Tienes tarea. Me dijo. Lo acepté. Qué cosas ya no quieres en la vida. Piénsalo. Y los días pasaron como un bólido. Regresé a estar parada en los brazos de Ricardo, en medio del déjalo salir, déjalo salir todo, no te quedes con nada. Lloré. Lloré como los árboles deben llorar cuando la sequía pasa y el agua adorna sus cuerpos. Me senté sin aire frente a él y le dije “ya no puedo”. Y no puedo. Pero quise ahí escribir sobre Mecano, sobre la Fuerza del destino. Porque pienso que el destino es inamovible. Pienso en Virginia Woolf y en Fernando Pessoa, en el hecho de que estuvieran tan separados del tiempo y el mundo, y que al mismo tiempo estuvieran sujetos al mismo dolor. Al miedo a la locura. A mí también me aterra la locura. Pero, yo no tengo un refugio como una habitación propia o una botella. No tengo la vejez, las piedras, o el río. No tengo a Mercedes Sosa que vuelva un poema de mi esquiva tragedia. Tengo solamente una mano con tres líneas grandes y afiladas.
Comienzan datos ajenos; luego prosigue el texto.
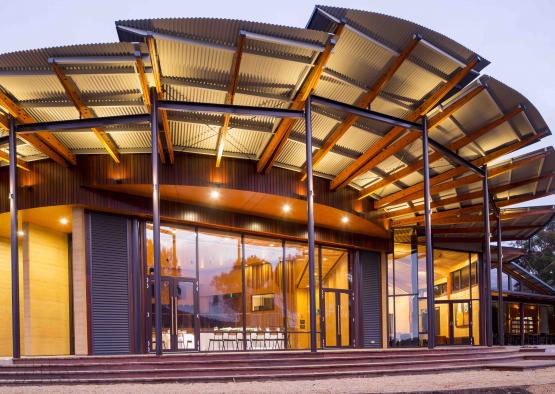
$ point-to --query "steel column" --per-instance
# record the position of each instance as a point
(500, 310)
(487, 261)
(14, 233)
(156, 221)
(428, 229)
(310, 207)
Una mano como un libreto. Como un Segismundo preso y furioso. Una vida capaz de ser leída en el café, en el iris, en las barajas. Pero, qué pasa cuando Bolaño dice que, se puede pasar un poco tiempo escribiendo, pero una vida corrigiendo. ¿Será entonces que, como sueña el rey que es rey, es en realidad solo desdicha bosquejada? Quizá. Tal vez. Pero entonces, miro la fecha de un día antes. Un día después de la terapia. 21 de agosto. Y lo entiendo. En un estado más lisonjero me vi. Celebraba en una cama el mareo de la ansiedad, mientras desde el cielo los pájaros de boca de mi abuelo me recordaban que no debía tener miedo a mis propios sueños. Que no. El dolor y yo. La gente que me daña y yo. Yo y mi antiguo yo… ya no somos amigos.